Another PIMCO manager, Richard Clarida, went even further and attacked the very basis of value investing, which is that one buys when a thing is cheap and sells when it is dear.  Clarida wrote, “Positioning for mean reversion will be a less compelling investment theme in a world where realized returns cluster nearer the tails and away from the mean.” 
Come on now, who could really believe that mean reversion is dead?  Not only does this statement ignore the historical fact that extreme outcomes are not that rare, but it also makes the logical mistake of saying that high variance is inconsistent with the mean reversion.  When markets go to extremes, they eventually revert to the mean and beyond, and patient value investors will profit if they wait for the bubble to burst.  This increases the chances for profit when reversion occurs.
Mean Reversion Is Alive and Well
I have to agree with Montier when he says "the concept of the new normal confuses the distribution of economic outcomes (and forecasts thereof) with the distribution of asset markets ... From the perspective of mean reversion, fat tails help to create some of the best opportunities."  Montier's letter also included a chart that illustrates his point very graphically.
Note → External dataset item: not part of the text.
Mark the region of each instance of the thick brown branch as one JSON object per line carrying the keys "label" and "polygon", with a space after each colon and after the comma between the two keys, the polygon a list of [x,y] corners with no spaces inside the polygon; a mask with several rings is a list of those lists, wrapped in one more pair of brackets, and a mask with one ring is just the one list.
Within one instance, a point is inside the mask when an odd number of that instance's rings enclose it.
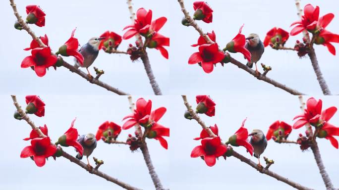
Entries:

History is littered with the remains of proclaimed, but unfulfilled, new eras. Exhibit 6 shows the long-run history for the Graham and Dodd P/E for the U.S. market. Over this time, we have witnessed some quite remarkable, and quite appalling, things – the deaths of empires, the births of nations, waves of globalization, periods of deregulation, periods of re-regulation, World Wars, revolutions, plagues, and huge technological and medical advances – and yet one thing has remained true throughout history: none of these events mattered from the perspective of value!

No One Says That It Is Going to Be Easy
None of this means that it is EASY to apply value principles to mean reversion.  No one can predict the future, which means that no one knows when the top or the bottom will occur. You have to understand the investing  world, and you need to apply valuation metrics, but is this possible today?  Zero Hedge suggested that the metrics have changed:
Yet in a universe in which true asset fair value can no longer be derived, and all valuations are wrapped in the enigma of trillions of monetary and fiscal stimuli, whose stripping is virtually impossible in a world in which everything is centrally planned, we just may have entered... the non-"old always" zone. 
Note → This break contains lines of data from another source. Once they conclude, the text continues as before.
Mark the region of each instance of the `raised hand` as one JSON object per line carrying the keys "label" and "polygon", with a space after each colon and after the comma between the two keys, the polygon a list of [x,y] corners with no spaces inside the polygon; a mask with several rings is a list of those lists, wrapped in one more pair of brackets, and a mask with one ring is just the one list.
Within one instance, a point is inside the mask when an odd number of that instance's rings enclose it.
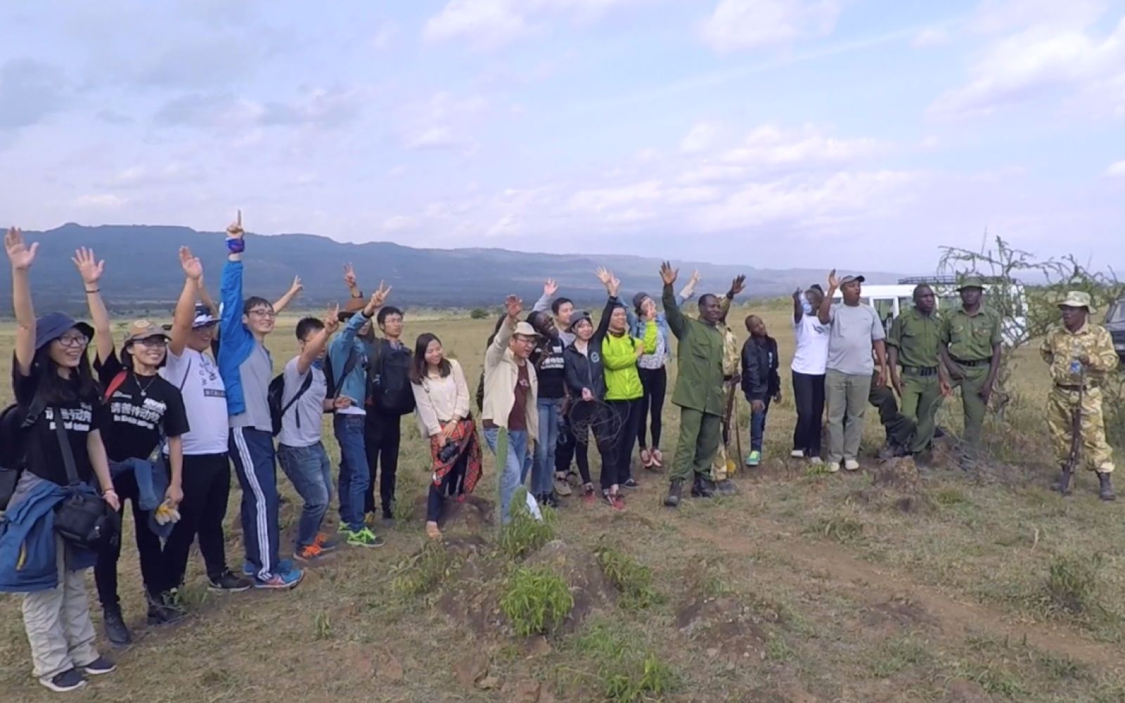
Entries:
{"label": "raised hand", "polygon": [[183,274],[191,280],[202,281],[204,264],[199,261],[199,256],[192,254],[187,246],[180,247],[180,268],[183,269]]}
{"label": "raised hand", "polygon": [[660,280],[664,281],[665,286],[673,286],[676,282],[676,278],[680,276],[680,269],[673,269],[672,262],[665,261],[660,264]]}
{"label": "raised hand", "polygon": [[746,274],[740,273],[735,280],[730,281],[730,297],[734,298],[744,290],[746,290]]}
{"label": "raised hand", "polygon": [[390,286],[379,281],[379,287],[375,289],[374,294],[371,294],[371,301],[375,304],[375,307],[382,307],[382,304],[386,303],[387,298],[390,296]]}
{"label": "raised hand", "polygon": [[82,277],[82,282],[87,286],[94,286],[106,270],[105,260],[98,261],[94,259],[93,250],[86,246],[75,250],[71,261],[74,262],[74,268],[78,269],[79,276]]}
{"label": "raised hand", "polygon": [[241,240],[244,234],[246,233],[242,228],[242,210],[238,210],[238,217],[226,226],[226,236],[231,240]]}
{"label": "raised hand", "polygon": [[333,303],[328,306],[328,312],[324,315],[324,330],[328,335],[335,334],[340,328],[340,304]]}
{"label": "raised hand", "polygon": [[39,243],[35,242],[28,246],[24,242],[24,233],[17,227],[10,227],[3,237],[3,247],[8,252],[11,268],[26,271],[32,268],[32,262],[35,261],[35,252],[39,250]]}

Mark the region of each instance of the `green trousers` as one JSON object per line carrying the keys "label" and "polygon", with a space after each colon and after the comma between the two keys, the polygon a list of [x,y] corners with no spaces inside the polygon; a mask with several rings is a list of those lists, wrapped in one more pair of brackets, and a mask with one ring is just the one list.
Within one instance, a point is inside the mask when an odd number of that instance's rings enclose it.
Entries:
{"label": "green trousers", "polygon": [[984,427],[984,413],[988,405],[980,393],[988,380],[989,366],[958,367],[964,378],[953,381],[954,388],[961,388],[961,405],[965,413],[965,432],[961,438],[966,453],[975,457],[981,445],[981,432]]}
{"label": "green trousers", "polygon": [[680,408],[680,441],[672,460],[672,480],[687,480],[692,472],[711,476],[711,460],[722,441],[722,417],[690,407]]}
{"label": "green trousers", "polygon": [[914,423],[914,438],[908,449],[919,454],[934,441],[935,417],[942,407],[940,380],[934,376],[902,372],[902,415]]}

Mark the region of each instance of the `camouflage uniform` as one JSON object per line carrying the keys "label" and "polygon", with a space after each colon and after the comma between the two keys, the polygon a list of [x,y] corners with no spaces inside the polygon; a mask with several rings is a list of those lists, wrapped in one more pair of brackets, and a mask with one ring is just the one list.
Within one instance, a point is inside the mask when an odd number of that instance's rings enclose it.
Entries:
{"label": "camouflage uniform", "polygon": [[[1081,460],[1092,471],[1113,471],[1114,456],[1106,442],[1100,388],[1106,375],[1116,370],[1118,363],[1109,332],[1089,322],[1077,332],[1070,332],[1065,326],[1052,327],[1040,345],[1040,353],[1050,364],[1051,380],[1054,381],[1047,394],[1047,429],[1055,459],[1062,466],[1070,459],[1071,413],[1079,407],[1081,397]],[[1082,354],[1090,361],[1086,367],[1084,390],[1080,388],[1082,377],[1071,372],[1071,363]]]}

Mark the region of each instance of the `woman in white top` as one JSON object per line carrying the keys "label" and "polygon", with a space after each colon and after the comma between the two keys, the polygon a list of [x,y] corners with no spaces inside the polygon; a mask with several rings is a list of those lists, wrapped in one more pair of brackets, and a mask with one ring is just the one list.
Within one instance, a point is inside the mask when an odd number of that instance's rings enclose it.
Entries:
{"label": "woman in white top", "polygon": [[411,388],[422,436],[430,438],[433,476],[426,505],[425,533],[440,540],[442,502],[464,501],[480,480],[480,443],[469,413],[469,387],[461,364],[446,359],[441,340],[418,335],[411,359]]}
{"label": "woman in white top", "polygon": [[793,457],[808,457],[820,463],[820,426],[825,415],[825,369],[828,364],[828,325],[817,318],[816,310],[825,294],[813,285],[802,295],[793,292],[793,402],[796,404],[796,427],[793,429]]}

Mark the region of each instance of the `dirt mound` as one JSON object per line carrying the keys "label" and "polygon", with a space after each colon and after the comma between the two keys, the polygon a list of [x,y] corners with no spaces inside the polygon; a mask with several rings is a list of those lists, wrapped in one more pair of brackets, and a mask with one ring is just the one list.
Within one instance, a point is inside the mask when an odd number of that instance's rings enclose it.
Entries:
{"label": "dirt mound", "polygon": [[731,664],[760,658],[770,641],[770,634],[754,621],[754,610],[730,596],[696,596],[676,613],[675,625],[709,657]]}
{"label": "dirt mound", "polygon": [[[414,501],[411,517],[418,524],[425,522],[426,499],[428,496],[423,494]],[[446,501],[438,526],[442,531],[456,530],[475,533],[490,528],[495,520],[496,504],[470,494],[465,496],[465,501]]]}
{"label": "dirt mound", "polygon": [[914,459],[891,459],[868,471],[871,485],[857,490],[855,497],[867,505],[893,507],[903,513],[922,513],[934,510],[934,502]]}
I agree that it isn't easy to apply familiar valuation metrics when the Fed has flooded the market with liquidity, but I don't think that it is impossible.  You just have to adjust your metrics so that they reflect the determining forces at work in a debt-laden world.  If the government assumes private debt to attain financial stability, you need to attend to the political risks as well as the industry fundamentals.  But mainly you need patience.  I'll let Montier answer in his own words. 
It is also worth noting that in order for mean-reversion-based strategies to work, it is not required that the mean be realized for long periods of time, but that markets continue to behave as they always have, swinging pendulumlike between the depths of despair and irrational exuberance, or, from risk-on to risk-off. As long as markets display such bipolar disorder and switch from periods of mania to periods of depression, then mean reversion should continue to merit worth as an investment strategy.